The Color of Money: Black Banks and the Racial Wealth Gap (Hardback)Mehrsa Baradaran (author)
“Read this book. It explains so much about the moment…Beautiful, heartbreaking work.”
When the Emancipation Proclamation was signed in 1863, the black community owned less than one percent of the United States’ total wealth. More than 150 years later, that number has barely budged. The Color of Money pursues the persistence of this racial wealth gap by focusing on the generators of wealth in the black community: black banks. Studying these institutions over time, Mehrsa Baradaran challenges the myth that black communities could ever accumulate wealth in a segregated economy.
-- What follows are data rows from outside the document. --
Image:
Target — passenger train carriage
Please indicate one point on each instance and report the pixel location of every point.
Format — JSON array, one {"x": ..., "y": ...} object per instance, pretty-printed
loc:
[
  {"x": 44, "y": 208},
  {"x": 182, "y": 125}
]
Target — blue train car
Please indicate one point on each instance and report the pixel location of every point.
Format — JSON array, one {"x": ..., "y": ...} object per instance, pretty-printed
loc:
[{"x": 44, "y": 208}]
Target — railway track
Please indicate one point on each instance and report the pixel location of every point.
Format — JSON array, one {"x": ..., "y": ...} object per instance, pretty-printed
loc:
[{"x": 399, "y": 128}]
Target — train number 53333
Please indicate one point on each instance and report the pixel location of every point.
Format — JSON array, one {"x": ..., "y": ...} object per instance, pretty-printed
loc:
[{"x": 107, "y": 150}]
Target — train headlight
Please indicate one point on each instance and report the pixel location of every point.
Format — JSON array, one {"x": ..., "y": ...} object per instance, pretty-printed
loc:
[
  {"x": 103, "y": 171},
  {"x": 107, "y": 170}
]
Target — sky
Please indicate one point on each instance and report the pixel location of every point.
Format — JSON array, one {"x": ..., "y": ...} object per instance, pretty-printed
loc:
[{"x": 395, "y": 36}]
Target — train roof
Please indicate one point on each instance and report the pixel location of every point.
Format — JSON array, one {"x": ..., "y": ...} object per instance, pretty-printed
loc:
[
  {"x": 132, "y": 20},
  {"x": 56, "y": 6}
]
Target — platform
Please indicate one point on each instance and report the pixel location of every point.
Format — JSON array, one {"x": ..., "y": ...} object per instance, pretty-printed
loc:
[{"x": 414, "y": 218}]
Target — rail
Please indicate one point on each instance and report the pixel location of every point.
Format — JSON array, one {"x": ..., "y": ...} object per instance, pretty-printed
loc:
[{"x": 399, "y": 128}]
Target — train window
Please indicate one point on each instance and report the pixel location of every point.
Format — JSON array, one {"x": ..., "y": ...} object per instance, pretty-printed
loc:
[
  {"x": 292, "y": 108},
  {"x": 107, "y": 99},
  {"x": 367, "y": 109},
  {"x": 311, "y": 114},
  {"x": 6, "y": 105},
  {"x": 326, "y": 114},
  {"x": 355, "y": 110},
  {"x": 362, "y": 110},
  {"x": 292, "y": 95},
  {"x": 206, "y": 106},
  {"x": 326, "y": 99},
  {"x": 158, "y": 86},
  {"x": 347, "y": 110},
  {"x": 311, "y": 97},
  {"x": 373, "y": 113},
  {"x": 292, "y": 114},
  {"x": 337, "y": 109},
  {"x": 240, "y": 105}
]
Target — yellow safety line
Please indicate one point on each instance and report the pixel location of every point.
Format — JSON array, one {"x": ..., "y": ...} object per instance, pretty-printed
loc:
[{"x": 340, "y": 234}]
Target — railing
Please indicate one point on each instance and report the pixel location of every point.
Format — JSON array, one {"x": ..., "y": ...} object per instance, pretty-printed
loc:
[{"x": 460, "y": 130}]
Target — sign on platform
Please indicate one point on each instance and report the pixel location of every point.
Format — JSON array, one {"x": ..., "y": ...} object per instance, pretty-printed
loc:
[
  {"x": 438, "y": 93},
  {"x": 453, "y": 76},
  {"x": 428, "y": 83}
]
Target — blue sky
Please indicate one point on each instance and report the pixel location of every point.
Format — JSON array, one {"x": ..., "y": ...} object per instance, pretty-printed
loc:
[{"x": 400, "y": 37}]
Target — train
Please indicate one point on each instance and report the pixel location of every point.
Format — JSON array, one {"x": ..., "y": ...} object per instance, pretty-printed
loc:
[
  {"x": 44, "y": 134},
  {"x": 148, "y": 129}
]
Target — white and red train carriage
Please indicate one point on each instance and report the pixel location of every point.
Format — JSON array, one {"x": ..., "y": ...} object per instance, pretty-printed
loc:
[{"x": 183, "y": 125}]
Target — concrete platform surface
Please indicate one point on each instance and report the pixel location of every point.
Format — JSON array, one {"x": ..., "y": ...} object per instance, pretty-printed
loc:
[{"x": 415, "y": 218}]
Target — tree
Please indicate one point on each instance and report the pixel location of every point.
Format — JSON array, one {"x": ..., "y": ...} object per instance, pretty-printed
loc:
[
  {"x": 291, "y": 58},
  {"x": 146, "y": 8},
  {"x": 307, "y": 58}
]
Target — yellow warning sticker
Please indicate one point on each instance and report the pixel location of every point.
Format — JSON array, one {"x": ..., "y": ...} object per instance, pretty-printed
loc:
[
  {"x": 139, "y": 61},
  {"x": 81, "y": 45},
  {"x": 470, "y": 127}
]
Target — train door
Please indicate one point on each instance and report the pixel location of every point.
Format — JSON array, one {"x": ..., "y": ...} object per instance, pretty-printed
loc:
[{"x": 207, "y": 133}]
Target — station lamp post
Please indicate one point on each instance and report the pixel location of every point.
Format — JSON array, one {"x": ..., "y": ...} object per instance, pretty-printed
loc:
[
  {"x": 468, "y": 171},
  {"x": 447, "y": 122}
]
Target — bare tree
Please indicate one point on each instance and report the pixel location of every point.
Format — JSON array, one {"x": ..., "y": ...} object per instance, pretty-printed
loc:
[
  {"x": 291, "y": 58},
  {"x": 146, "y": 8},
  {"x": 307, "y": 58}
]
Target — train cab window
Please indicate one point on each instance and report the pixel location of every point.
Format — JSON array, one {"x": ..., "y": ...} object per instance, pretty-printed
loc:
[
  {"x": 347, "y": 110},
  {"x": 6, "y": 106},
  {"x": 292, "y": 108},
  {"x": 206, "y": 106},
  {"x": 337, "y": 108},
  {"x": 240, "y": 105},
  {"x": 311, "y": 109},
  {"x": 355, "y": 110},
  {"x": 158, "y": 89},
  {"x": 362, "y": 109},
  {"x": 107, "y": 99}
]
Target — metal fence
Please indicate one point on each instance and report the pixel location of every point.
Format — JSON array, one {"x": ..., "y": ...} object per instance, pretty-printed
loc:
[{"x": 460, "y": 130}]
Instead, housing segregation, racism, and Jim Crow credit policies created an inescapable, but hard to detect, economic trap for black communities and their banks.
The catch-22 of black banking is that the very institutions needed to help communities escape the deep poverty caused by discrimination and segregation inevitably became victims of that same poverty. Not only could black banks not “control the black dollar” due to the dynamics of bank depositing and lending but they drained black capital into white banks, leaving the black economy with the scraps.
Baradaran challenges the long-standing notion that black banking and community self-help is the solution to the racial wealth gap. These initiatives have functioned as a potent political decoy to avoid more fundamental reforms and racial redress. Examining the fruits of past policies and the operation of banking in a segregated economy, she makes clear that only bolder, more realistic views of banking’s relation to black communities will end the cycle of poverty and promote black wealth.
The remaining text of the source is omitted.